Arms of Victor Amadeus I

Duke of Savoy 1630-1637 (1587-1637)

Blazon: Per quarterly I per quarterly i argent a cross potent between four crosses couped or (Jerusalem), ii barry of ten argent and azure, a lion rampant gules, armed, langued, and crowned or (Lusignan), iii or a lion rampant gules, armed, langued, and crowned azure (Armenian Kingdom of Cilicia), iv argent a lion rampant gules, armed, langued, and crowned or (Cyprus); II per pale gules a horse salient to the sinister argent (Westphalia) and barry of ten sable and or a ducal coronet in bend vert (Saxony), enté en pointe argent three crampets 1 and 2 gules (Angrie); III per pale argent biletté and a lion rampant sable, armed and langued gules (Chablais) and sable a lion rampant argent, armed and langued gules (Aoste); IV per pale chequy of nine or and azure (county of Geneva) and argent a chief gules (Montferrat); overall in the fess point an escutcheon gules a cross argent (Savoy

Arms of Alfonso XIII

King of Spain 1886-1931* (1886-1941)

Blazon: Tierced per fess; I per pale i per pale per saltire a. and d.
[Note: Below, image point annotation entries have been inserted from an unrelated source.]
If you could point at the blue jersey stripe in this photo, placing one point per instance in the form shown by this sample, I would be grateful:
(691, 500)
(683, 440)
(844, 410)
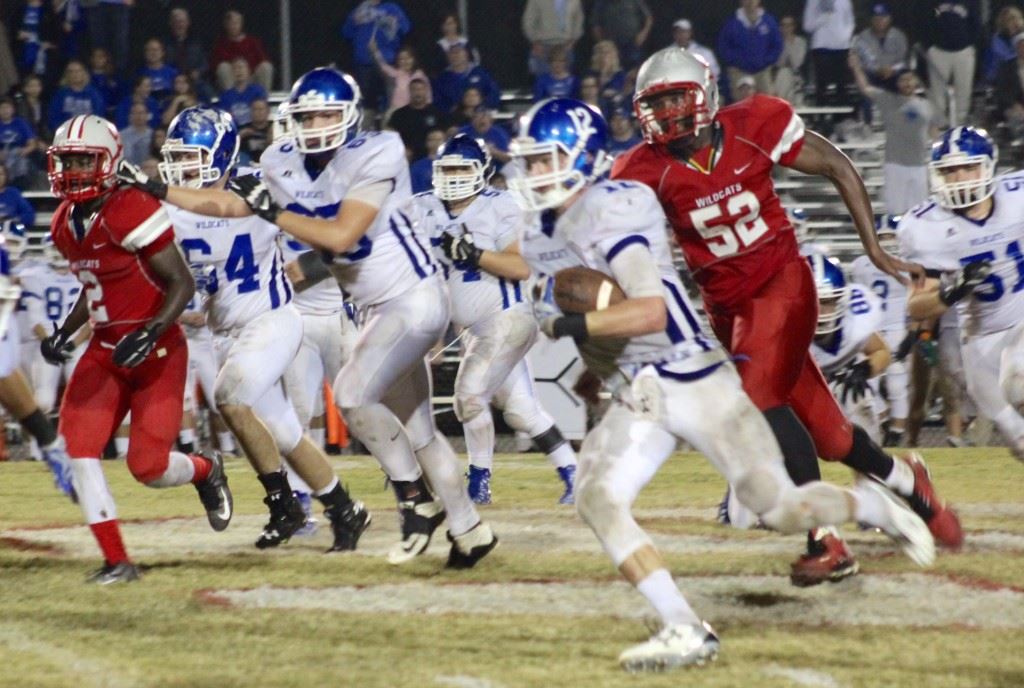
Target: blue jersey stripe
(409, 251)
(623, 243)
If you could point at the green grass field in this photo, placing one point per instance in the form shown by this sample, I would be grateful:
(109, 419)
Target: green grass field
(545, 609)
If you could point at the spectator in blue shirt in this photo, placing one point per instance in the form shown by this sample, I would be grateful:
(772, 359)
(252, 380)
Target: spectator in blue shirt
(161, 74)
(497, 138)
(421, 172)
(751, 43)
(78, 96)
(558, 82)
(460, 75)
(12, 204)
(18, 145)
(140, 93)
(239, 99)
(386, 24)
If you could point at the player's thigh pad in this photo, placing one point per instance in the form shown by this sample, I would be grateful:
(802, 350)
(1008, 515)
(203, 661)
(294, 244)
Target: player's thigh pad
(260, 354)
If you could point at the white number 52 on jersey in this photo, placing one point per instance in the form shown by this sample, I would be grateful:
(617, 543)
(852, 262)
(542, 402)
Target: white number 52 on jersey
(725, 240)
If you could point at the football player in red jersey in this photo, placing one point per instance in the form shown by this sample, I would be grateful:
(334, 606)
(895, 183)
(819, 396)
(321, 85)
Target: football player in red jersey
(712, 172)
(120, 244)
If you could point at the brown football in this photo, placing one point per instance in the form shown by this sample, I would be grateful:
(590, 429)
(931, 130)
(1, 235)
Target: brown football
(580, 290)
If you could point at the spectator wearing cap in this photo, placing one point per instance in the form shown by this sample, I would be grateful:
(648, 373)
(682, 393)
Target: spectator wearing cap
(882, 48)
(551, 26)
(77, 96)
(482, 126)
(558, 82)
(236, 43)
(1010, 89)
(416, 119)
(421, 172)
(460, 75)
(682, 36)
(909, 123)
(830, 25)
(787, 78)
(384, 25)
(1009, 23)
(625, 23)
(750, 43)
(624, 134)
(953, 30)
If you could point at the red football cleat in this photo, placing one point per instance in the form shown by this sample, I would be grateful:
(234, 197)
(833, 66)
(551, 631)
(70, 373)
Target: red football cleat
(827, 558)
(941, 519)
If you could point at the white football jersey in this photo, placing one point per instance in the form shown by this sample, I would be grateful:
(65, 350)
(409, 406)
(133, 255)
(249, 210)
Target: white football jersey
(606, 218)
(943, 241)
(391, 257)
(238, 262)
(863, 317)
(324, 298)
(890, 291)
(493, 219)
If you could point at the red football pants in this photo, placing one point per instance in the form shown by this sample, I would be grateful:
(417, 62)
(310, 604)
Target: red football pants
(99, 394)
(771, 335)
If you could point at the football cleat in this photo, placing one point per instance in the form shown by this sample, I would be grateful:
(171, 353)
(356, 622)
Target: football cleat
(347, 523)
(306, 500)
(941, 519)
(674, 647)
(215, 495)
(827, 558)
(287, 518)
(418, 524)
(124, 571)
(567, 474)
(471, 546)
(479, 484)
(904, 526)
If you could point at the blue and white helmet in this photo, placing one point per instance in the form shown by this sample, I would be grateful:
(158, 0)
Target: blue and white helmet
(202, 146)
(462, 168)
(324, 90)
(963, 146)
(834, 294)
(572, 135)
(9, 292)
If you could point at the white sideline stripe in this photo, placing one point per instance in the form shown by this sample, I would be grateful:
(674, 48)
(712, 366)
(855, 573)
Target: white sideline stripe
(82, 672)
(803, 677)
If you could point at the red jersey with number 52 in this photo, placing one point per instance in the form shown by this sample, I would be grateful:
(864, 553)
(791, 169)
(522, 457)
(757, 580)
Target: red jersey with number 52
(108, 253)
(728, 220)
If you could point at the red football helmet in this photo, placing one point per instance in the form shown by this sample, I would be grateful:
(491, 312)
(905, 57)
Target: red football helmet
(79, 136)
(695, 95)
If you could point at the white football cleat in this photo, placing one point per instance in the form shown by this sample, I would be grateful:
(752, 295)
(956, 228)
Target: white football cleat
(673, 647)
(904, 526)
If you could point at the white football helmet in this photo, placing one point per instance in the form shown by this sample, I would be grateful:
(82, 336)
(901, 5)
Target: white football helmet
(84, 134)
(675, 70)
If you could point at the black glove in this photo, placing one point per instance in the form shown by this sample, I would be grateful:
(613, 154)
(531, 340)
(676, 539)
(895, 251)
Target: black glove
(57, 347)
(905, 346)
(461, 250)
(134, 347)
(853, 381)
(131, 174)
(252, 189)
(966, 282)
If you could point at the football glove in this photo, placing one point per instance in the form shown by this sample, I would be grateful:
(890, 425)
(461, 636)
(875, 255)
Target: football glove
(853, 381)
(131, 174)
(967, 280)
(56, 348)
(461, 250)
(134, 347)
(252, 189)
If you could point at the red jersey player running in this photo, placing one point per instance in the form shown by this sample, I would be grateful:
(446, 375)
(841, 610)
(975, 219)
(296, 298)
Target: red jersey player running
(712, 171)
(135, 283)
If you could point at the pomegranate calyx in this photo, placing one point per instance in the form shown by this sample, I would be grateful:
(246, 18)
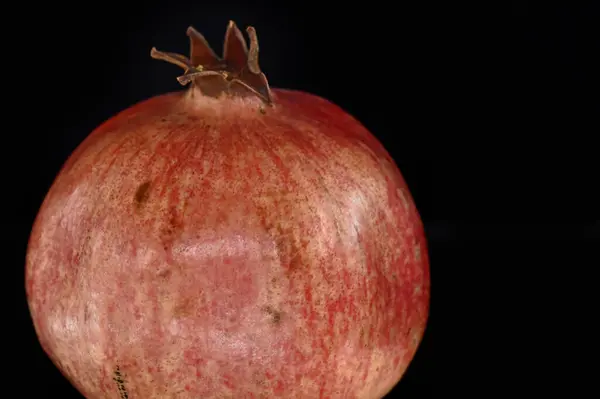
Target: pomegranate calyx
(237, 72)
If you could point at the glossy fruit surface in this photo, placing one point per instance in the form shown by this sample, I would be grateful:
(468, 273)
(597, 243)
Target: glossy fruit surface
(229, 241)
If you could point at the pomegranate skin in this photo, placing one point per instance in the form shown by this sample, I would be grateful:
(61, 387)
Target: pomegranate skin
(194, 247)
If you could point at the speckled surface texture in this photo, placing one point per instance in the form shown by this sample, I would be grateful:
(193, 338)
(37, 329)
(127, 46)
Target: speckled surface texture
(200, 248)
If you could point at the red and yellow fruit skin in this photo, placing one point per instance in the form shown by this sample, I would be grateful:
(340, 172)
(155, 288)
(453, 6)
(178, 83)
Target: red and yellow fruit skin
(194, 247)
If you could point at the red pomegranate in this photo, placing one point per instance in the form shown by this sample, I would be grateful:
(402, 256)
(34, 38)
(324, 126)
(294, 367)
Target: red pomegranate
(229, 241)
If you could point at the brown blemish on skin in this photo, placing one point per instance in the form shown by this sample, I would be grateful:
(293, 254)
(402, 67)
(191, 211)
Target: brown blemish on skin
(183, 308)
(275, 314)
(142, 193)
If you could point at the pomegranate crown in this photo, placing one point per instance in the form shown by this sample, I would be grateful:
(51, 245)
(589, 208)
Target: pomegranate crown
(237, 72)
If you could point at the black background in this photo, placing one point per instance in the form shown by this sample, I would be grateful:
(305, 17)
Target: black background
(490, 113)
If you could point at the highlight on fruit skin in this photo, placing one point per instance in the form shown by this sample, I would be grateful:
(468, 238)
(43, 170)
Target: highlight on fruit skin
(193, 246)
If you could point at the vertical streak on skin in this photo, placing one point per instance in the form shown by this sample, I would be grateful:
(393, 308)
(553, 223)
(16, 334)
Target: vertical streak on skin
(202, 267)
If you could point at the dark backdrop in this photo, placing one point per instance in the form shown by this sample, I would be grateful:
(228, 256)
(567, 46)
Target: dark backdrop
(491, 115)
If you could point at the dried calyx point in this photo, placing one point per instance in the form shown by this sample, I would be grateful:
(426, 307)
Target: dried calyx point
(236, 73)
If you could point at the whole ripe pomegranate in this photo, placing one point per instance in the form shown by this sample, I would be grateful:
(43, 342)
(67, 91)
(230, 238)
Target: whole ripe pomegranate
(230, 241)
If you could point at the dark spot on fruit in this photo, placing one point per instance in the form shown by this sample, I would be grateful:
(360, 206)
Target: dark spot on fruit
(141, 194)
(275, 314)
(165, 274)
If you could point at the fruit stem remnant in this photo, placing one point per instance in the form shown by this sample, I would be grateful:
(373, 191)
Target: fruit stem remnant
(236, 73)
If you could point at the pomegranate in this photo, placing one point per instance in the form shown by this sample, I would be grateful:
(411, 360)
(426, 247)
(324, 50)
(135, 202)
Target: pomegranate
(229, 241)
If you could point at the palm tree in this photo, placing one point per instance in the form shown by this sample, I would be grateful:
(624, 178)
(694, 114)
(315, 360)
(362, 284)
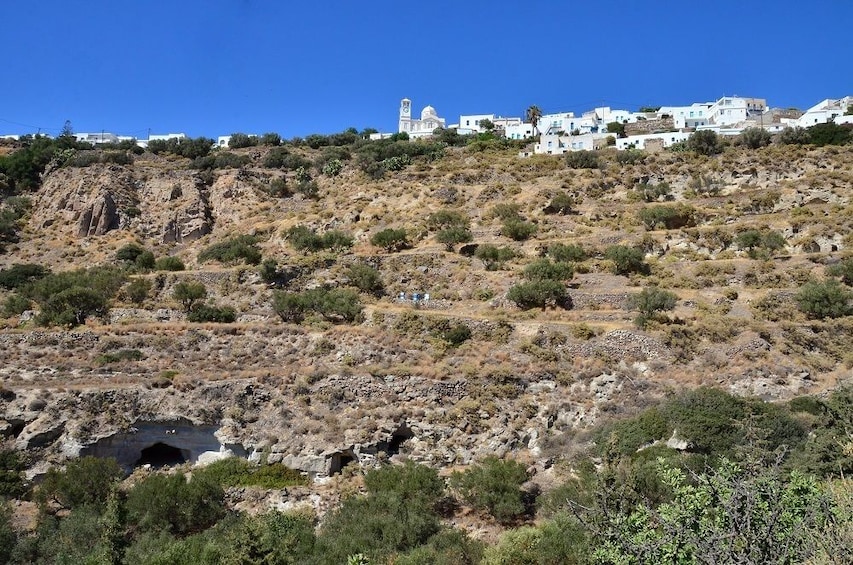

Aragon, b. and c. argent an eagle displayed sable, armed and langued gules (Sicily) and 2 argent a cross potent between four crosses couped or (Jerusalem), ii per pale 1 gules a fess argent (Austria) and 2 azure semé de lis or within a bordure compony argent and gules (Burgundy ancien); II per pale i or six fleurs-de-lis azure in orle (Farnese) and ii or five torteaux in orle, in chief a roundel of France (Medici); III per pale i bendy of six or and azure within a bordure gules (Burgundy moderne) and ii sable a lion rampant crowned or, armed and langued gules (Brabant), pointé per pale or a lion rampant sable armed and langued gules (Flanders) and argent an eagle displayed gules armed and langued or (Tyrol); overall an escutcheon per quarterly I gules a castle triple-towered or, windowed azure (Castile), II argent a lion rampant gules crowned or (León), III or four palets gules (Aragon), IV gules a chain in orle, cross, and saltire charged with a center point vert (Navarre), enté en point argent a pomegranate proper seeded gules, slipped and leaved vert (Granada) and charged in the fess point with an escutcheon an escutcheon azure three fleurs-de-lis or within a bordure gules (Bourbon-Anjou)

*He started bearing this particular version of the arms only in 1931.